Le règne animal est pour l’observateur un cours de géographie vivante, car le génie des différents climats se personnifie dans les différents membres de la grande famille zoologique. Nous pouvons ajouter que, si à côté des espèces sauvages, on prenait le soin d’exposer les espèces domestiques, le règne animal deviendrait un cours d’histoire universelle. Reportons-nous aux origines de la civilisation. La nature n’avait émis que des forces, des éléments de production, des ébauches de choses : l’homme a créé le travail ; non-seulement il l’a créé dans sa race, mais encore ce travail, générateur de toutes les richesses positives, il l’a formé lentement et péniblement chez les autres espèces vivantes.

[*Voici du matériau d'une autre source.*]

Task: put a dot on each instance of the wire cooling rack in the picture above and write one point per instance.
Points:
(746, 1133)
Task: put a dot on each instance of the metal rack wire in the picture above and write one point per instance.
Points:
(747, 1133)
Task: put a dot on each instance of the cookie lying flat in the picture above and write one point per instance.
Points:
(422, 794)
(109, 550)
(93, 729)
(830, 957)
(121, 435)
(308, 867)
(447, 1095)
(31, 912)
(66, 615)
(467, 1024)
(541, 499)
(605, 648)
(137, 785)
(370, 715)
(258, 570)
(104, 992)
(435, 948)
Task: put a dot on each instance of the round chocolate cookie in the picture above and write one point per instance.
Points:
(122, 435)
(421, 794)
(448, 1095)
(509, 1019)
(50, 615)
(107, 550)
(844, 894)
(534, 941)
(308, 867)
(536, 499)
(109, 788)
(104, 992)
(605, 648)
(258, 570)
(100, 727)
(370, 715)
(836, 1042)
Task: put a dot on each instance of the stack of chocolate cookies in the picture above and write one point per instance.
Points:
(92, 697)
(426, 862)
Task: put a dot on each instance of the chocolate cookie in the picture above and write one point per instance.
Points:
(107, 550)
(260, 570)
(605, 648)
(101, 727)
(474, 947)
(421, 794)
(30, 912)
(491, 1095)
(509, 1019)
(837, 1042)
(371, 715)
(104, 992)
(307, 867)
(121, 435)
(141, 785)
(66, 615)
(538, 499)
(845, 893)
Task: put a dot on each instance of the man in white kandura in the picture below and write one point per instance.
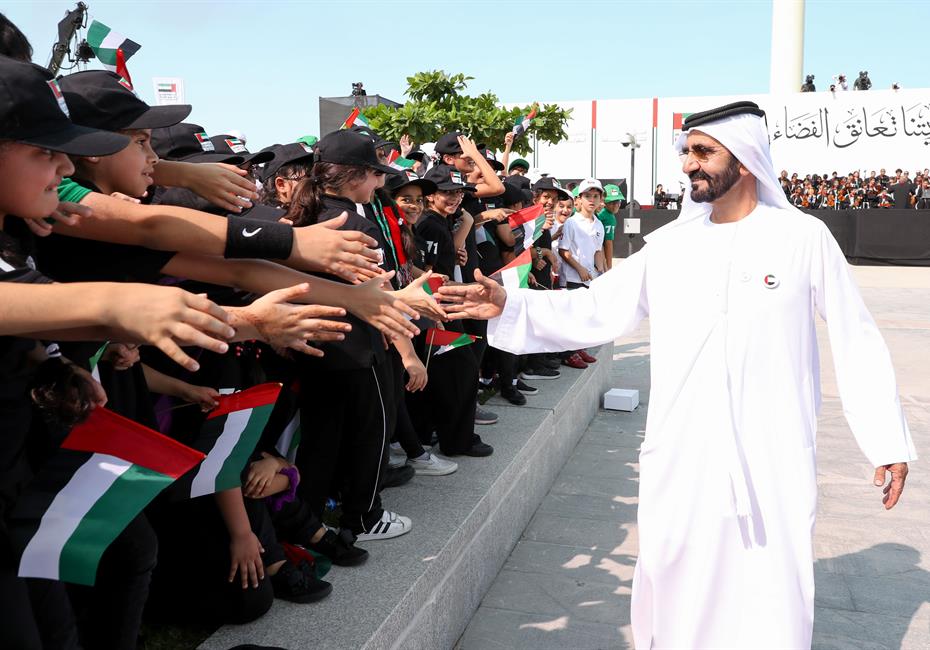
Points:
(728, 488)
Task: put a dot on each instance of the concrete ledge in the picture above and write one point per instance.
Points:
(420, 590)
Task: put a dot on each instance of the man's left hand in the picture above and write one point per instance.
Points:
(892, 491)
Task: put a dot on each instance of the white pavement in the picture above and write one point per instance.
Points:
(567, 582)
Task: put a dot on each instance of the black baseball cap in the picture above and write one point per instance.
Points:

Ces êtres organisés, doués comme lui d’instincts et de besoins, il les appelle au secours de l’économie naissante ; ces brutes, il les élève à la dignité d’êtres utiles. Dans la lutte ouverte entre la force productive et la parcimonie de la nature, l’homme développe des moyens successifs et gradués. À mesure qu’il perfectionne l’état social, il se réfléchit avec ses lumières et ses progrès sur le règne animal, dont il augmente chaque jour les services. Auteur des bienfaits de la domesticité, il se nourrit de son propre labeur dans le labeur des bêtes de somme ; dans les organes et les mouvements de ses muets auxiliaires, il met de sa pensée, de sa volonté, de son courage ; l’homme crée ainsi un à un les instruments animés de l’industrie. Il y a là, nous le répétons, toute une histoire économique dont les monuments ne doivent point être cherchés dans les livres ni dans les traditions effacées des peuples : ces monuments, une administration intelligente pourrait les mettre sous les yeux du spectateur ; ce sont en effet les animaux domestiques, pris à différents degrés sur l’échelle de la civilisation du globe.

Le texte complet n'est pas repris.